Suppose we have a food processing plant, and our business consists of buying vegetables from farmers, preparing them, and packing them in cans of our own manufacture. The plant consists of three departments: the can department, which produces the containers, the preparation department, which cleans and cooks the vegetables, and the packing department, which fills and labels the cans. At the moment, farmers are offering both peas and tomatoes, either of which could be processed in our plant. Our total cost and revenue structure is so simple that we can say each can of peas yields us a profit of Rs. 5.00 and each can of tomatoes yields a profit of Rs. 8.00. These profits are the same no matter what level of production for either vegetable we decide on if we are planning for the coming week, then our profit for the week will be (in Rupees).
Profit = 6P+8T
where, P is the number of cans of peas we turn out and T is the number of cans of tomatoes. At this point it may appear that since tomatoes are more profitable, we should entirely forsake peas and turn out all the tomatoes possible. However, usually things are not as simple as-that. First of all, we discover that the farmers in the area will have available no more than the equivalent of 20,000 cans of tomatoes and no more than the equivalent of 25,000 cans of peas. Thus our choices of P and T are limited by the availability of vegetables. It must be that
P ≤ 25,000 T ≤ 20,000
Next, we note that the capacity of our departments is also limited. Suppose both vegetables are packed in the same type of can, and the can department has a capacity of 30,000 cans per week. This puts another restriction on our production program.
P + T ≤ 30,000
The preparation department, which operates 40 hours per week, requires 0.001 hours to process enough peas to fill a can and 0.002 hours to process a can of tomatoes. We then have a processing department restriction that says
0.001 P + 0.002 T ≤ 40
P + 2T ≤ 40,000
The packing department has a capacity of 50,000 cans of either type for the week, giving
P + T ≤ 50,000
One might go on adding restrictions and conditions to make the problem more and more realistic, but at this point the decision about a production program is sufficiently complicated to suggest the difficulties that might be encountered.
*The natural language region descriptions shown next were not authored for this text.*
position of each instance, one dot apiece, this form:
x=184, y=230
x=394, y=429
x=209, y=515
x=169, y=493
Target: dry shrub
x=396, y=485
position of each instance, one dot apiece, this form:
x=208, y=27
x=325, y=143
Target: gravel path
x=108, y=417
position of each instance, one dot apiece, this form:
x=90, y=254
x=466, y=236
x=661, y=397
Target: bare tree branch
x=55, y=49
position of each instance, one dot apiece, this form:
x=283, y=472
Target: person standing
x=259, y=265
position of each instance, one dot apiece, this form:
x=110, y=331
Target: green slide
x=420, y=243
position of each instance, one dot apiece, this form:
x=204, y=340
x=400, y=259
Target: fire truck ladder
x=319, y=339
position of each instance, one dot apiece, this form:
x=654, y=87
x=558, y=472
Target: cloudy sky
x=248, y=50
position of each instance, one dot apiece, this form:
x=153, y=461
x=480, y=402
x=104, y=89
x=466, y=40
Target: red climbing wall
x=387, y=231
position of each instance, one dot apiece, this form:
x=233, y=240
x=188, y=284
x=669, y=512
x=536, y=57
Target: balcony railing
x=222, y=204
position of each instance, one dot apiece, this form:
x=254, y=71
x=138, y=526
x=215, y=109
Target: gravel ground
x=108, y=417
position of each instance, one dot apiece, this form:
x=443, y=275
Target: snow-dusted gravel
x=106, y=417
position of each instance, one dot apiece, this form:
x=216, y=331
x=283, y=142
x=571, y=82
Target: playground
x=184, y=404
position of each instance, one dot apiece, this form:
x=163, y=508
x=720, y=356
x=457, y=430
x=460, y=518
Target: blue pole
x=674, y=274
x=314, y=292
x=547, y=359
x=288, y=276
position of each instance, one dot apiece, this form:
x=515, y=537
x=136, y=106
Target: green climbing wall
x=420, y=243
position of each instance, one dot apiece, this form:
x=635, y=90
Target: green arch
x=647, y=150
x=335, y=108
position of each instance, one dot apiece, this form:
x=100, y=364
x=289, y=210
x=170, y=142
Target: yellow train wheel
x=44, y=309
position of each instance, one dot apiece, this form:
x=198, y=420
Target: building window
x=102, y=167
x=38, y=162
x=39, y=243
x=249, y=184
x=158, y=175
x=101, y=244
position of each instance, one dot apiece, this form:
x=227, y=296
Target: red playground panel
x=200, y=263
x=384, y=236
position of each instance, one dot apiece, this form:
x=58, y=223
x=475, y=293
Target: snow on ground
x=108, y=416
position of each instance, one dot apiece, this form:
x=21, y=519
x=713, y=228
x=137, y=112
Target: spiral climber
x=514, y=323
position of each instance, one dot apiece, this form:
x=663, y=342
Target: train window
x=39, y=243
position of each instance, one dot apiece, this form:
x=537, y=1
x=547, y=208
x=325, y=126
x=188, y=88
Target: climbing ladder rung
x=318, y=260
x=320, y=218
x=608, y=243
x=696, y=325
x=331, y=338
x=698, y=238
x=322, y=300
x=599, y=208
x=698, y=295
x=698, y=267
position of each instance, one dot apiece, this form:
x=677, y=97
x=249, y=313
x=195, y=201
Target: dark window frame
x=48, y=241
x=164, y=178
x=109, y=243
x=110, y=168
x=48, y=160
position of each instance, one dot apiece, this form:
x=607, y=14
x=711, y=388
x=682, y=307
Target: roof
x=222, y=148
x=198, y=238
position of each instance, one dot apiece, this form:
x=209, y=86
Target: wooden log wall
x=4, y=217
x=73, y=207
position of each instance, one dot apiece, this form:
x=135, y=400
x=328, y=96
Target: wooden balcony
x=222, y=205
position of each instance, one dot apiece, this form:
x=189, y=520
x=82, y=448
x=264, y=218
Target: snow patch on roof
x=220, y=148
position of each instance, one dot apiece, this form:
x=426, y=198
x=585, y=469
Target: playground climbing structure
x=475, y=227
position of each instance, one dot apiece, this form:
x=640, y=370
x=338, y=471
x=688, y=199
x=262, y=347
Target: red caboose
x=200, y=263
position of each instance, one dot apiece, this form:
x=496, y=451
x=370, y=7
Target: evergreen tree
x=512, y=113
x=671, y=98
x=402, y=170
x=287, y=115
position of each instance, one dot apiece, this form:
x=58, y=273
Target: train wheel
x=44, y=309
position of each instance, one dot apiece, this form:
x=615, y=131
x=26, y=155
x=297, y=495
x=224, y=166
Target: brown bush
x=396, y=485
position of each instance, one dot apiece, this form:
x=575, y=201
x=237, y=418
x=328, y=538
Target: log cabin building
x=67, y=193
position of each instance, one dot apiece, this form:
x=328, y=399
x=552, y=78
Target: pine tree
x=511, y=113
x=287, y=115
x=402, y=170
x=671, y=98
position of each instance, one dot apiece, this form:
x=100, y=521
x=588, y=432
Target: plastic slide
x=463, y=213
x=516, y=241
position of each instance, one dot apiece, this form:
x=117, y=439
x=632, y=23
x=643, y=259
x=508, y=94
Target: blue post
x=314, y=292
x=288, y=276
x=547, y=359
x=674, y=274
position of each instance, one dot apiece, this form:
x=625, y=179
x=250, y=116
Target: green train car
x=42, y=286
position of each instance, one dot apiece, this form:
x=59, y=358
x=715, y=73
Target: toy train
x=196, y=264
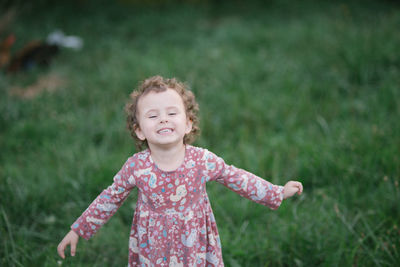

The problem is still simple enough so that its solution may be graphically illustrated. Any decision as to a production program can be represented by a point on Figure 6, that is, a particular pair of values for P and T. By plotting the inequalities which express the restriction we can see exactly how our choice is limited. Because of the limited production by farmers our choice of P must lie on or below the horizontal line P = 25,000. Similarly, our choice of T must lie to the left of a vertical line T = 20,000. The other two restrictions are similarly plotted, with the result that our decision is limited in fact to P and T combinations lying in or on the edge of the shaded area in Fig 11.7.
Fig 11.7 Possible production programmes and restrictions
The capacity of the canning department does not need to be considered in this particular decision, since the other restrictions prevent any possibility of reaching this capacity. At the moment we have more capacity than necessary in this department.